Heureuse solitude, Seule béatitude, Que votre charme est doux ! De tous les biens du monde, Dans ma grotte profonde, Je ne veux plus que vous !
Qu'un vaste empire tombe, Qu'est-ce au loin pour ma tombe Qu'un vain bruit qui se perd ; Et les rois qui s'assemblent, Et leurs sceptres qui tremblent, Que les joncs du désert ?
Mon Dieu ! la croix que j'aime, En mourant à moi-même, Me fait vivre pour toi. Ta force est ma puissance, Ta grâce ma défense, Ta volonté ma loi.

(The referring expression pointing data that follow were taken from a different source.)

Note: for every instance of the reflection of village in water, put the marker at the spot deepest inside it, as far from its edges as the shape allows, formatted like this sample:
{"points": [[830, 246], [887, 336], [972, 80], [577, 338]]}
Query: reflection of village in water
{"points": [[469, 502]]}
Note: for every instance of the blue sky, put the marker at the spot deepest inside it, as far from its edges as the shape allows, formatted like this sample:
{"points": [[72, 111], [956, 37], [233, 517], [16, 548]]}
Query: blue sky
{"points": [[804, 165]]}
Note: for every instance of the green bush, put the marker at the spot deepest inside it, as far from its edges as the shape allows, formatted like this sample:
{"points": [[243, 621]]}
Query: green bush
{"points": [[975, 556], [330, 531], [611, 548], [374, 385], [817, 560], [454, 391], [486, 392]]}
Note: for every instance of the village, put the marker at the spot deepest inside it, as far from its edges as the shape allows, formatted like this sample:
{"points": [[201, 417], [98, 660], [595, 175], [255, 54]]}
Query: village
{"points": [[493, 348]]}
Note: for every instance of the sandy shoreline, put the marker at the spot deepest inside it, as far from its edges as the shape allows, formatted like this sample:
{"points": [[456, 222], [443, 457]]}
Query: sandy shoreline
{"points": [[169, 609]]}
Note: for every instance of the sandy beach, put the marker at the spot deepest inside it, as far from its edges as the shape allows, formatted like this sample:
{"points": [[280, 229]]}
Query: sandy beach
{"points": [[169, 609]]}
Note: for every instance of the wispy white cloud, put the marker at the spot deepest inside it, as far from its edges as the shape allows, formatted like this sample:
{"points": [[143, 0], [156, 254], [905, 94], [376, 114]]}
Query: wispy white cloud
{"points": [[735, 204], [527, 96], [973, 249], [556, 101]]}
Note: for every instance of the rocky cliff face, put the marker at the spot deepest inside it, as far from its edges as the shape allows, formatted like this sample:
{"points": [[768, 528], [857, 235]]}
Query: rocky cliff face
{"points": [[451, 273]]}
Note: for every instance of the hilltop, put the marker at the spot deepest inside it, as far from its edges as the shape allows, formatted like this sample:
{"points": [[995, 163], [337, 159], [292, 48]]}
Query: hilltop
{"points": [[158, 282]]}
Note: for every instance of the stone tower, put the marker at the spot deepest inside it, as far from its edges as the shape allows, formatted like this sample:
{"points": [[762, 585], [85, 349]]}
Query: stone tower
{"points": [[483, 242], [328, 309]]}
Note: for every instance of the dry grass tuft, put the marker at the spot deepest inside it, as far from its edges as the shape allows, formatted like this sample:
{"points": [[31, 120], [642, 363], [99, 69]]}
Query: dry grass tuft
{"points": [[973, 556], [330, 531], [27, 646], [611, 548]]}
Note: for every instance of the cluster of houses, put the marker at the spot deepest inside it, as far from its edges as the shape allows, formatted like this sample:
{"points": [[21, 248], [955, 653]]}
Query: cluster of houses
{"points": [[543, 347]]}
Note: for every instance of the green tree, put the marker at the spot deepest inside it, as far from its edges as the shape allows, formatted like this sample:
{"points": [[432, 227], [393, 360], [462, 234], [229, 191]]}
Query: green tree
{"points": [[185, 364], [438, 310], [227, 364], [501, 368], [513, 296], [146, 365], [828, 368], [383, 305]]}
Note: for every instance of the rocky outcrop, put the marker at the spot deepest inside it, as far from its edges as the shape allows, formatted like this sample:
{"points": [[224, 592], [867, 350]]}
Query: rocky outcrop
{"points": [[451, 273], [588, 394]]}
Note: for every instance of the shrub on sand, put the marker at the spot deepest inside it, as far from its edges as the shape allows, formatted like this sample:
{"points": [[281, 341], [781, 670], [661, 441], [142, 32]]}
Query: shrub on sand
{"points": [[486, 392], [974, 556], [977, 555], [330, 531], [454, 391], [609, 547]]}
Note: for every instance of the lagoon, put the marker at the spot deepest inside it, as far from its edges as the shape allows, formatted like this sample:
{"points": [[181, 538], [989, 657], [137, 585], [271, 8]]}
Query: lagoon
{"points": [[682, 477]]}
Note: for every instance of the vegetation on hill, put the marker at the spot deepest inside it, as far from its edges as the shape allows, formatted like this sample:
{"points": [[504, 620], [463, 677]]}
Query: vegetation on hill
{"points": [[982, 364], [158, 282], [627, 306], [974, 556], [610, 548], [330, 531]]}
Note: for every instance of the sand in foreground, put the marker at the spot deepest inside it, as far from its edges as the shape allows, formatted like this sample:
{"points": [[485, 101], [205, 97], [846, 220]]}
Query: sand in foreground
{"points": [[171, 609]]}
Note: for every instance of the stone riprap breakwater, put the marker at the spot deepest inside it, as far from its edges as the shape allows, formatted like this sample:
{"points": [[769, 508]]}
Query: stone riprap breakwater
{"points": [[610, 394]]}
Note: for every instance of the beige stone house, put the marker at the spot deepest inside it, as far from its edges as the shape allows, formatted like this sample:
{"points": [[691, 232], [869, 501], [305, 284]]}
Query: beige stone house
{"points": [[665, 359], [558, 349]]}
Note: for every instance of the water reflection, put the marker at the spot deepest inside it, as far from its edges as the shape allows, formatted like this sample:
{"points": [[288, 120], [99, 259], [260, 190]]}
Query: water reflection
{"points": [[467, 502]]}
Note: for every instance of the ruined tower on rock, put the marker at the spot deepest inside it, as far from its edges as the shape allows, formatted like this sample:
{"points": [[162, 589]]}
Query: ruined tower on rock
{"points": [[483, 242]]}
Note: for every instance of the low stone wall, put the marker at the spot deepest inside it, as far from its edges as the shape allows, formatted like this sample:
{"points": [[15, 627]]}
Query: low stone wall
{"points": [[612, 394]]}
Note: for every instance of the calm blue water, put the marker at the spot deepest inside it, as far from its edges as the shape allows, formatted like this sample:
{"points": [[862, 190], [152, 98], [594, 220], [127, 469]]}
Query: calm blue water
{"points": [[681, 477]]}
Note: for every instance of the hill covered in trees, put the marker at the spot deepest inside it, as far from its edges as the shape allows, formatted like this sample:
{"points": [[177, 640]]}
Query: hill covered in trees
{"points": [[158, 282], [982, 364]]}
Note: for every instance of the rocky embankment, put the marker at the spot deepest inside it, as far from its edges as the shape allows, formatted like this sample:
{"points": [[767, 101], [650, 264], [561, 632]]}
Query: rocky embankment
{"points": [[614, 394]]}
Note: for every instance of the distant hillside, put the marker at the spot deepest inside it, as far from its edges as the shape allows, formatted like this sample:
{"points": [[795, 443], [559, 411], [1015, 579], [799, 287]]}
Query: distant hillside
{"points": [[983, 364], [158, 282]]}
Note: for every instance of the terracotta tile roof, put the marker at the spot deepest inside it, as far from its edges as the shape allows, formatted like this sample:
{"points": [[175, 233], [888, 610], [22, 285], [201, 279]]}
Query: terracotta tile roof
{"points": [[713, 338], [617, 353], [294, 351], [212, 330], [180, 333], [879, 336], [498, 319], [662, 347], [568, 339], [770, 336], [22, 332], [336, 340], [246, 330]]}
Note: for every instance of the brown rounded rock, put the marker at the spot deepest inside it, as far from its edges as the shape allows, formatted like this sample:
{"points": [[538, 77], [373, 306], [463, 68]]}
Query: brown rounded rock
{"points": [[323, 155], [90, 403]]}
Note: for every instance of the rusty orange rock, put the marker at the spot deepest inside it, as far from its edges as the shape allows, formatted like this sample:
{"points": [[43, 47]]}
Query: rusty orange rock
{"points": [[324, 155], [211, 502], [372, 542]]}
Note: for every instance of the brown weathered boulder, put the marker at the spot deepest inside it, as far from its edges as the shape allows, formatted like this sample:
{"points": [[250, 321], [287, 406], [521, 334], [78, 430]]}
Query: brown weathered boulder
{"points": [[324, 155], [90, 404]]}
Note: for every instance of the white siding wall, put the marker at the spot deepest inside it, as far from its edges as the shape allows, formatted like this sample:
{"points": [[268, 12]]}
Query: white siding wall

Déchu de l'innocence, Mais par la pénitence Encor cher à tes yeux, Triomphant par tes armes, Baptisé par tes larmes, J'ai reconquis les cieux.
Souffrant octogénaire, Le jour pour ma paupière N'est qu'un brouillard confus. Dans l'ombre de mon être, Je cherche à reconnaître Ce qu'autrefois je fus.
Ô mon père ! ô mon guide ! Dans cette Thébaïde Toi qui fixas mes pas, Voici ma dernière heure ; Fais, mon Dieu, que je meure Couvert de ton trépas !
Paul, ton premier ermite, Dans ton sein qu'il habite, Exhala ses cent ans. Je suis prêt; frappe, immole. Et qu'enfin je m'envole Au séjour des vivants.